Из брошенных кто-то, из бывших,
не избран и даже не зван…
Но открытие этого глубочайшего сиротства и уродства окружающей жизни несло с собой какую-то странную радость и свободу. Победа и простое благополучие в таком мире выглядели бы оскорбительно и смешно.
Я выбираю пораженье,
как выход или выдох чистый.
Еще одна эпоха с замечательной точностью описана Кривулиным, – послевоенные годы с их голодной утренней эйфорией:
пустынны улицы, предчувствие Парада
звук не включен еще… кого-то молча бьют
возле моей парадной – и не надо
иных предутренних минут
я знаю, что прошла – пережита блокада
мы счастливы – меня я чувствую возьмут
сегодня вечером туда к решетке Сада
где утоленье голода – салют.
Биографическая – детская – точка зрения удивительно отвечает инфантильности самой эпохи: кажется, и «статистический взрослый» (из тех, кто «возьмет на салют») был в эти годы в той же бессловесной отключке: «кого-то молча бьют… мы счастливы».
Говоря об историчности Кривулина, я имею в виду нечто иное, чем точное схватывание «своей эпохи» и множества других эпох. С точки зрения истории – это значит: с точки зрения преходящести и смертности, это понятно. Но, как ни странно, не это последнее слово об истории и времени, которое говорит Кривулин:
В насилии и зле
история течет – но время на иконе
есть инок на скале.
Время, а не вечность видит он «на иконе», то есть в образе!

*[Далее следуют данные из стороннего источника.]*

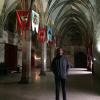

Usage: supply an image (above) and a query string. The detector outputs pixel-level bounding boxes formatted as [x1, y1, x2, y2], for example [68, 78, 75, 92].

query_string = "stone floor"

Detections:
[0, 68, 100, 100]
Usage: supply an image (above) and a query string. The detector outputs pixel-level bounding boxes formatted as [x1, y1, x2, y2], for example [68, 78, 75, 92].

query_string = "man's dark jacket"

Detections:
[51, 56, 69, 79]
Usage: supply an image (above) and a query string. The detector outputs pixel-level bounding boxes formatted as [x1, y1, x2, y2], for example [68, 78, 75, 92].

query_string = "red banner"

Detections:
[16, 10, 31, 30]
[38, 28, 46, 43]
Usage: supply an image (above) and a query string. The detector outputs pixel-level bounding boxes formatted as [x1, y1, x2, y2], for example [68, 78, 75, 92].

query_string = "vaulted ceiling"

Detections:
[48, 0, 96, 45]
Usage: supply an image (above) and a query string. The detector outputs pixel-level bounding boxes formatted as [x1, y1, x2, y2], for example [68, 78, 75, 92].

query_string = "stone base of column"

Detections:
[39, 70, 46, 76]
[18, 78, 31, 84]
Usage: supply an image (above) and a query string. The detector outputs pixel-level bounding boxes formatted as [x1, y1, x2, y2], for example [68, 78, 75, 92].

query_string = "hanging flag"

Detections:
[31, 10, 39, 33]
[47, 27, 55, 45]
[38, 28, 46, 43]
[16, 10, 31, 30]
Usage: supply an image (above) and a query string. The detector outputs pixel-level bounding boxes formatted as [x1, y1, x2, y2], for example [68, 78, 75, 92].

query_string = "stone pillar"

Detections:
[40, 41, 47, 75]
[20, 30, 32, 83]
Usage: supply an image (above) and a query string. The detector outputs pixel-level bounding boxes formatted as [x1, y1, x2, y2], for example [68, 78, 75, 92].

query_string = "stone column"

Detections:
[40, 41, 47, 75]
[20, 30, 31, 83]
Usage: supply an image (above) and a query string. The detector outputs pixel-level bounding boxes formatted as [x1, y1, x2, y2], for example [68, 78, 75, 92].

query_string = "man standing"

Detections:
[51, 48, 69, 100]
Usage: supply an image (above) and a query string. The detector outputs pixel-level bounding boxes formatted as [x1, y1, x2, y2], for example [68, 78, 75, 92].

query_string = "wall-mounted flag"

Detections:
[31, 10, 39, 33]
[47, 26, 55, 45]
[38, 28, 46, 43]
[16, 10, 31, 30]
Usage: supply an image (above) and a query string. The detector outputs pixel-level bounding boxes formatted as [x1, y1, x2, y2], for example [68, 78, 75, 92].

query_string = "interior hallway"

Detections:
[0, 68, 100, 100]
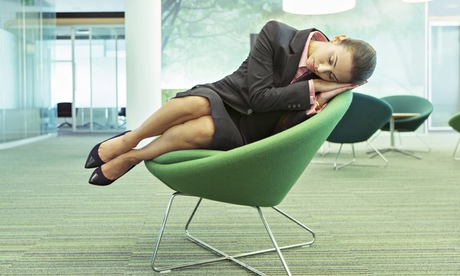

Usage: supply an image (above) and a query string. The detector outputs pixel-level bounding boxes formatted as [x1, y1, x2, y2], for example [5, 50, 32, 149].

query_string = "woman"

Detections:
[85, 21, 376, 186]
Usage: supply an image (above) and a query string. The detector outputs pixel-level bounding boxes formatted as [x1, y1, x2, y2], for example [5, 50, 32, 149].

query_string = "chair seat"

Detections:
[145, 91, 352, 275]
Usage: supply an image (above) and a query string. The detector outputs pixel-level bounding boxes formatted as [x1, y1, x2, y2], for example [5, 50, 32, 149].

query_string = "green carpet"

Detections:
[0, 130, 460, 275]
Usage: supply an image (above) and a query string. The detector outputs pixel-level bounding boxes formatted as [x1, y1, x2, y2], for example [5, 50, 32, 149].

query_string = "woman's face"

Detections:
[307, 37, 353, 83]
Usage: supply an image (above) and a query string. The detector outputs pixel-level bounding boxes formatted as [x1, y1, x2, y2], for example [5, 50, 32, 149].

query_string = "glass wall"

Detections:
[0, 1, 56, 147]
[53, 26, 126, 132]
[162, 0, 428, 97]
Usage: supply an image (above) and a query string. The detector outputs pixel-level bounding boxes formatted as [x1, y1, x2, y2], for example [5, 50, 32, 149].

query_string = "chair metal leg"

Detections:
[334, 144, 356, 171]
[151, 193, 316, 275]
[334, 140, 388, 171]
[397, 131, 431, 152]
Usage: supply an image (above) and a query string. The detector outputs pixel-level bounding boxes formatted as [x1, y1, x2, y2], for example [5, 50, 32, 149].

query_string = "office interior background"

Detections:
[0, 0, 460, 275]
[0, 0, 460, 147]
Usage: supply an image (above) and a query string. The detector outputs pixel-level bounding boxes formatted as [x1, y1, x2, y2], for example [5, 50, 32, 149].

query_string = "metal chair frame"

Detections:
[334, 141, 388, 171]
[151, 192, 315, 275]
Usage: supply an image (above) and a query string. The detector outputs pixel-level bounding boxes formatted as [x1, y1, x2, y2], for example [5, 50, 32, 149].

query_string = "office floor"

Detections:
[0, 132, 460, 275]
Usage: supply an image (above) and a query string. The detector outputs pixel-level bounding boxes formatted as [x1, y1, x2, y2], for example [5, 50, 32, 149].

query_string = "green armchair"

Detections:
[145, 91, 352, 275]
[449, 113, 460, 160]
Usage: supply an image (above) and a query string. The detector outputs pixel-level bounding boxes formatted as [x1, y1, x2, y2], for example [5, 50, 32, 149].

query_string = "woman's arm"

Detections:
[247, 21, 310, 112]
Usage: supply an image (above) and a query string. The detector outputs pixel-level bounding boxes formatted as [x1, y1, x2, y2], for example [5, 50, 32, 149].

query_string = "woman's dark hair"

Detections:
[340, 38, 377, 84]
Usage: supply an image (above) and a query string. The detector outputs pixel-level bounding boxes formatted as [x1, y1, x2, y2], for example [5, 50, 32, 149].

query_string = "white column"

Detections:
[125, 0, 161, 129]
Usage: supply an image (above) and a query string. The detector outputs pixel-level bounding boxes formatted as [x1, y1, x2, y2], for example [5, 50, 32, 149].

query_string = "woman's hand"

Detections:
[313, 79, 366, 106]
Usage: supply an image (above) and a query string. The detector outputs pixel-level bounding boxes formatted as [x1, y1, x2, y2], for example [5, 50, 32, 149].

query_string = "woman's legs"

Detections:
[101, 115, 214, 180]
[98, 96, 211, 162]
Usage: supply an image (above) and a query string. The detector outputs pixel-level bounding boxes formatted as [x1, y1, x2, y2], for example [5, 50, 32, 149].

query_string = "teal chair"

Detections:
[381, 95, 433, 159]
[326, 92, 393, 170]
[449, 113, 460, 160]
[145, 91, 352, 275]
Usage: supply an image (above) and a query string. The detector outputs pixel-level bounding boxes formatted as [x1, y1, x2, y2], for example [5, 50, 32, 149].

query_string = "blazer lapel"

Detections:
[282, 29, 315, 85]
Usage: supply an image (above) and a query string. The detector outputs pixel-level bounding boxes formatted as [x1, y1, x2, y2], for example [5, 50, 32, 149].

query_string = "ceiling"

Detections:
[54, 0, 460, 17]
[55, 0, 460, 16]
[55, 0, 125, 12]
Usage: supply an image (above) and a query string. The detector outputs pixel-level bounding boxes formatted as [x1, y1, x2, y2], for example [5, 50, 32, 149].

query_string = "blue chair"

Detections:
[326, 92, 392, 170]
[381, 95, 433, 159]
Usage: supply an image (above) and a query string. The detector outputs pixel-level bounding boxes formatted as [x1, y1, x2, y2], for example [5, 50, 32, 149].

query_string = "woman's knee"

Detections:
[173, 96, 211, 116]
[189, 116, 215, 146]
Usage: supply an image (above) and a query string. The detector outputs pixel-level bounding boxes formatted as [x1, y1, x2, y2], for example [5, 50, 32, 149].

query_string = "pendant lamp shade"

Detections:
[283, 0, 356, 15]
[402, 0, 432, 3]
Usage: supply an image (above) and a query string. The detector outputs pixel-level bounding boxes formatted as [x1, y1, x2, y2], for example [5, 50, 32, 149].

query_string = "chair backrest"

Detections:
[382, 95, 433, 116]
[57, 102, 72, 118]
[449, 112, 460, 132]
[327, 92, 392, 143]
[145, 91, 352, 206]
[381, 95, 433, 131]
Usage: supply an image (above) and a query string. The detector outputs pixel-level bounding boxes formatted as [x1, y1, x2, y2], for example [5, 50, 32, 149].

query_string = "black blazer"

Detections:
[202, 21, 326, 115]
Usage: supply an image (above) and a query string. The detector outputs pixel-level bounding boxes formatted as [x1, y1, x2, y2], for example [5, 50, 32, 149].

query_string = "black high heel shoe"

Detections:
[88, 165, 136, 186]
[85, 130, 131, 169]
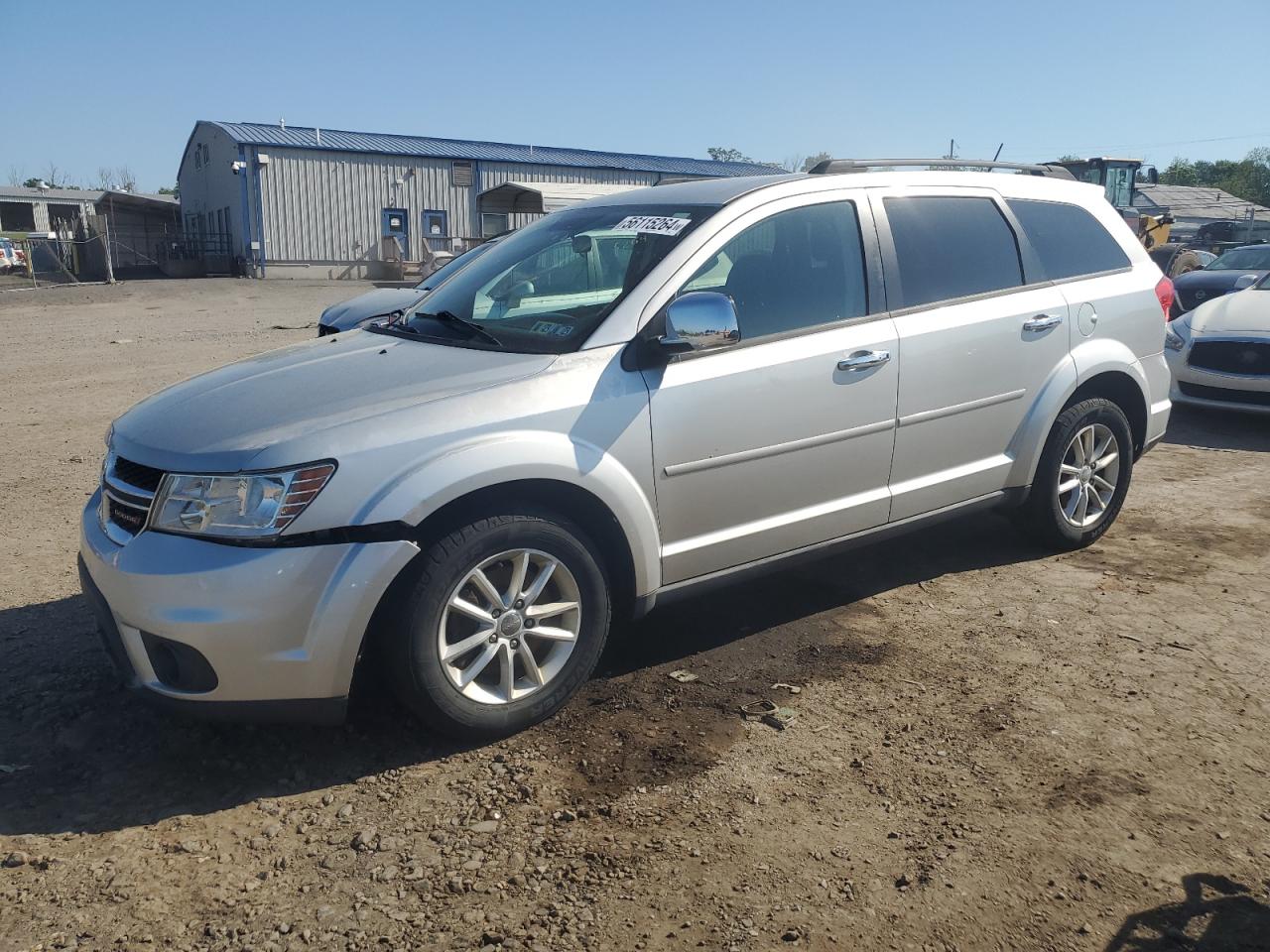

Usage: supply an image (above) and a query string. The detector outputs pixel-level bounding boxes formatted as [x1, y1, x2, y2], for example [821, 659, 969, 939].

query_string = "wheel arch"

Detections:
[350, 477, 640, 705]
[1060, 371, 1149, 458]
[1008, 354, 1149, 488]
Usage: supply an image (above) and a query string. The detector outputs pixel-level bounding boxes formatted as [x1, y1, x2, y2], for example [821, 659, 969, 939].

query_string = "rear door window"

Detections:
[1006, 198, 1129, 281]
[883, 195, 1024, 308]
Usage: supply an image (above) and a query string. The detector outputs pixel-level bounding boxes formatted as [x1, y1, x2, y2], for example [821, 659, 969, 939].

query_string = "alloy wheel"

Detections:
[437, 548, 581, 704]
[1057, 422, 1120, 530]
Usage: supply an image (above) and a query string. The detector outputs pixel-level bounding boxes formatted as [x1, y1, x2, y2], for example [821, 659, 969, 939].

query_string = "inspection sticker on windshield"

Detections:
[613, 214, 693, 235]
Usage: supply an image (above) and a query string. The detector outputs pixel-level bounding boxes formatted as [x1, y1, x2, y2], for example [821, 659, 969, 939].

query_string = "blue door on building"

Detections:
[423, 210, 449, 251]
[381, 208, 410, 260]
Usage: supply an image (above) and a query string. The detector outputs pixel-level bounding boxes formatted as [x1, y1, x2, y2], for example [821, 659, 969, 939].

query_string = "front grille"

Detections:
[105, 496, 150, 536]
[1178, 289, 1225, 311]
[100, 453, 164, 544]
[1178, 381, 1270, 407]
[113, 456, 163, 493]
[1187, 340, 1270, 377]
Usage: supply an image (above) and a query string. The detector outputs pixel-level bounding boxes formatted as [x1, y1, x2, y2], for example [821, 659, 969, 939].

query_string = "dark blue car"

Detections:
[1172, 245, 1270, 317]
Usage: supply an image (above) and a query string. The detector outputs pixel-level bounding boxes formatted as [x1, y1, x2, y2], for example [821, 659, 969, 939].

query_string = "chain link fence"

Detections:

Время уподоблено иноку, совершающему подвиг «ангельского жития на земле»! У Кривулина бывают странные прозрения.
Да, я прочел и я прожил непрочную чернь человечью
И к серебристой легенде склонился словно бы к пене морской.
Чернь и серебро, история и легенда – не тривиальная антитеза черного и белого, тьмы и света: силой языковой связи они соединяются в общем образе черненого серебра, изделия, украшения.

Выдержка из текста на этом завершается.